Eli Wallach, a veteran stage, screen and television actor who was closely identified with Tennessee Williams’ plays on the New York stage but gained fame in Hollywood for a string of films in which he specialized in playing bandits, thieves, mafia dons and other criminals, has died. He was 98.
Wallach, who received an honorary Academy Award for lifetime achievement in 2010, died at 4:47 p.m. Tuesday in the family’s home in New York City, according to his daughter Katherine.
Wallach won a Tony award in 1951 for his performance opposite Maureen Stapleton in Williams’ “The Rose Tattoo” and also starred on Broadway in the playwright’s “Camino Real” and off Broadway in Williams’ “This Property Is Condemned.”

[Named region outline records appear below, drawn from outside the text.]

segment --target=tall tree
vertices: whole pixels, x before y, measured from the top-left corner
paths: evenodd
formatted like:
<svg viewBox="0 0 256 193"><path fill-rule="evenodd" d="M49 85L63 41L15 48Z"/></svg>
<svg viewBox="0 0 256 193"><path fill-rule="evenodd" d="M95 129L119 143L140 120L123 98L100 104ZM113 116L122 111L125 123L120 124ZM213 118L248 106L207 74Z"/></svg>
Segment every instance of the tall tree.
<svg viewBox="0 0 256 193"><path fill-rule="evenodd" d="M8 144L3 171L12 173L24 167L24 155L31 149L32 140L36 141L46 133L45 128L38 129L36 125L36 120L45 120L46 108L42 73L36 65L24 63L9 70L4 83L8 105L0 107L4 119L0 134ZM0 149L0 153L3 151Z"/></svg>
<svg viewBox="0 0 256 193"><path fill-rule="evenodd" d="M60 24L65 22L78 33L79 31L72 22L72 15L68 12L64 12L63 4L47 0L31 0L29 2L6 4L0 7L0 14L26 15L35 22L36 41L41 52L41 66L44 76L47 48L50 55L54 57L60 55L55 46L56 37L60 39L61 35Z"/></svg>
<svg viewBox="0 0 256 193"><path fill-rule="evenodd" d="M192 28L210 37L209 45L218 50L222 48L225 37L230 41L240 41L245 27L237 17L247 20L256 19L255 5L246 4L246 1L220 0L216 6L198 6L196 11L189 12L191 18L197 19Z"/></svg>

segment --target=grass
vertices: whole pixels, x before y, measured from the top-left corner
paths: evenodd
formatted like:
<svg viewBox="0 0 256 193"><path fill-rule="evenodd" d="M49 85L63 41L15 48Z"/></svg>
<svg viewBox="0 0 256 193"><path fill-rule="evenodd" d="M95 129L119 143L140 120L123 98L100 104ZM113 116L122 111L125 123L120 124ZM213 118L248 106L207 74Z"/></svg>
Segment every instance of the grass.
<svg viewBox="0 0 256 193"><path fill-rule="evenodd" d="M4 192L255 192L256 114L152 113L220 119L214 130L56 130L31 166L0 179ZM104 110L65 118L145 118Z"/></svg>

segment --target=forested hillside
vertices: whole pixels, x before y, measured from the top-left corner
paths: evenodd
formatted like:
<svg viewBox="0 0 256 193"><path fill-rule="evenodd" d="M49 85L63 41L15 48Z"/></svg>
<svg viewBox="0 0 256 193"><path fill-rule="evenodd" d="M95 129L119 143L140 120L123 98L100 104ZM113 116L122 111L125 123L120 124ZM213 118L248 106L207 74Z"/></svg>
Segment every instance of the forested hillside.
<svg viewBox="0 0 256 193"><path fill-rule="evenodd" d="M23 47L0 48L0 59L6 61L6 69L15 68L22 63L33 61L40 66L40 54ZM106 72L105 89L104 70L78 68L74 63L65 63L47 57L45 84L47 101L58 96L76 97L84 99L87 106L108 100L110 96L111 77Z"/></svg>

But, though he returned to the stage all of his long professional life, Wallach was more widely known for his films. Among his better-known roles were Carroll Baker’s sleazy lover in Williams’ “Baby Doll” (1956), directed by Elia Kazan; the roustabout Guido in John Huston’s “The Misfits” (1961), which was based on Arthur Miller’s screenplay and notable for being the last film of both Clark Gable and Marilyn Monroe; and art collector Davis Leland in 1966’s “How to Steal a Million,” in which he starred with Audrey Hepburn and Peter O’Toole.